While Baba Yaga may have her more benign moments, in truth, she is a terrifying creature of great power; a cannibal, said to have devoured the flesh of those whose flaming skulls form a palisade around her chicken-legged hut. Cannibalism seems repulsive and horrible to modern eyes, but originally people ate bits of the dead in order to share their manna, their spirit, and make it their own. Taking a bite of one’s ancestor meant incorporating some of her/his power and wisdom into oneself and opened a door to communication with the dead. In the same way, eating some of one’s enemy allowed access to their courage and intelligence. In a way its about conservation, recycling and continuity; learning from the past and bringing its lessons forward.
Skulls served the same purpose. Many ancient cultures from Celts to Mayans collected skulls and incorporated them heavily into their culture and art considering them the repository of intelligence and home to the soul. Within it repose the organs of all the senses including touch (though skin spreads across the rest of the body as well). To behead a person is to sever his/her connection to Earth; to collect it is to retain some of their essence. To preserve the skull of one’s ancestor maintains an immediate and personal souvenir, which acts as both a mnemonic device and a means of communication with the dead. Read more about skulls on Magdalene A.D.’s Facebook page.
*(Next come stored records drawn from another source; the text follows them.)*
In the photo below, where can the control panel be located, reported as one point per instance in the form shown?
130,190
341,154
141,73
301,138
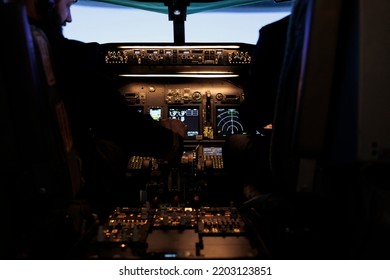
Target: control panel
191,54
174,232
The skull has long been a symbol of death, but in more ancient times it also stood for rebirth. After all, bones last longer than any other part of us – sometimes for century upon century – look at our own far distant great, great, great, great, etc. grandmother Lucy! Thus, in a weird paradox bones represent both immortality and mortality. The witch Baba Yaga embodies that same ambiguity with capricious displays of ferocity and benevolence. So too, do her familiars the cock and the cat. These animals are powerful symbols in many cultures around the world – sometimes for good, sometimes for ill. Both are psychopomps – spirit guides who move between worlds carrying messages and leading souls through the veils that separate one plane from another. Out of all the tangled myth and meaning associated with these animals two things stand out for me.
The cat, a known familiar of witches, hunts in the dark, pouncing on her prey and bringing it into the light. She symbolizes the work the Crone demands of us- to hunt through our own shadows for whatever gnaws, festers and corrupts and bring it into the consciousness.
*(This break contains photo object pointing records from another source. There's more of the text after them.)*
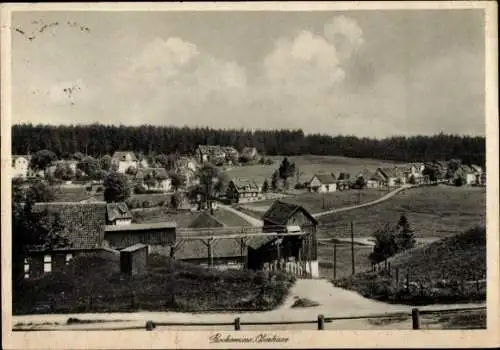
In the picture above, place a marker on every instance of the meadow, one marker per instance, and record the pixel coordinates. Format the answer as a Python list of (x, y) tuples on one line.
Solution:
[(308, 165), (95, 284), (433, 212)]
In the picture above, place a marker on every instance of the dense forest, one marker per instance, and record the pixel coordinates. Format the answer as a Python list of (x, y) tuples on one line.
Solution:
[(98, 139)]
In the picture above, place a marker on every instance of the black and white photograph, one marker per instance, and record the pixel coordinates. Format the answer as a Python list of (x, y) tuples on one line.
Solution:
[(248, 172)]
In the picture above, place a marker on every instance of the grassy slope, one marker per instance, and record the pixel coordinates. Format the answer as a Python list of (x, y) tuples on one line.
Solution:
[(167, 285), (308, 165), (439, 271), (436, 211), (314, 202)]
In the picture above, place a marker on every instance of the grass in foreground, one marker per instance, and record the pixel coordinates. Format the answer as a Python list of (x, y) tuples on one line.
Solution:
[(435, 211), (94, 284), (446, 271)]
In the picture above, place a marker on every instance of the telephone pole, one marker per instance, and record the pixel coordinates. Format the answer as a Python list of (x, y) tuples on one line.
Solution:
[(352, 247)]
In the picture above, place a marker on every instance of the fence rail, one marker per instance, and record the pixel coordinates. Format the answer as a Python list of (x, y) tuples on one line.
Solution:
[(237, 323)]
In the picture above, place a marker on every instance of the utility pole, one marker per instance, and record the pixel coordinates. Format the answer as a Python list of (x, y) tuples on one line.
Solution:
[(334, 260), (352, 247)]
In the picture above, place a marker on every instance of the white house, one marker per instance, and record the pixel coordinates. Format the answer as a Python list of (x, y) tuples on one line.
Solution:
[(323, 183), (124, 160), (20, 166)]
For Malays, the foot of the rooster represents a three-way cross roads; a place where destiny can change. Hecate, ancient Queen of witches, herself the crone aspect of a pre-Olympian triple Goddess (Persephone, Demeter, Hecate) was worshiped outdoors at places where three paths crossed. The number three has been considered sacred since the dawn of time and still survives in modern Christian culture as The Trinity. Hecate’s crossroads can represent the past, present and future as well as possible new directions to take in one’s life. It’s interesting that she offers a three-way choice, rather than an either/or decision. Hecate, like Baba Yaga represents choice and ambiguity.
The Crone understands connection and entanglement and yet she is essentially simple, basic primitive. Her mantra is easy to understand: Change or die. She grasps the meaning of life’s most basic paradox: the one is contained in the many and the many in the one; all entities formed from the same matter, connected by the same life force, but each one singular and unique.
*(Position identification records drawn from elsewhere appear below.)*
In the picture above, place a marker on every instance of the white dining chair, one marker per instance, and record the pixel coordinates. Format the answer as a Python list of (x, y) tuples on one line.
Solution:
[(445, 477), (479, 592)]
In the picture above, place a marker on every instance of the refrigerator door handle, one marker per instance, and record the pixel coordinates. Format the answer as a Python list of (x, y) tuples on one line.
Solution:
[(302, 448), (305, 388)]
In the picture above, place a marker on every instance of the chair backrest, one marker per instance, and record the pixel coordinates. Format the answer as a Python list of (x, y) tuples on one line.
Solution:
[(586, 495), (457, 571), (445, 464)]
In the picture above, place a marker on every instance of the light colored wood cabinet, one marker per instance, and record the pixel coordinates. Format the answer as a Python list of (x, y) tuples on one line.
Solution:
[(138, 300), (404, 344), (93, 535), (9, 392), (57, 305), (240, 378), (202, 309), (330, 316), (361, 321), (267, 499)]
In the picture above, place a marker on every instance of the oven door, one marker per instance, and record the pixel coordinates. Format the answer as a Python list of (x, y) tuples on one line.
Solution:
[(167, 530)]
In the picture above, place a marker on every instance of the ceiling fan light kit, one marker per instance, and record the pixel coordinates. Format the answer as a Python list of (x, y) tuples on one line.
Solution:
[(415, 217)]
This is a lot of telling to explain what the collage intends to show! Hopefully, it’s all there. If nothing else, the feminine symbols carved into the trees, half-hidden behind their trunks, indicate the unequivocally feminine nature of this goddess and her mysteries. Or do they? As humans age their bodies change; women and men become more and more androgynous in appearance and wisdom. Individuation is about becoming more completely human. The true Crone integrates within herself both cat and rooster, feminine and masculine.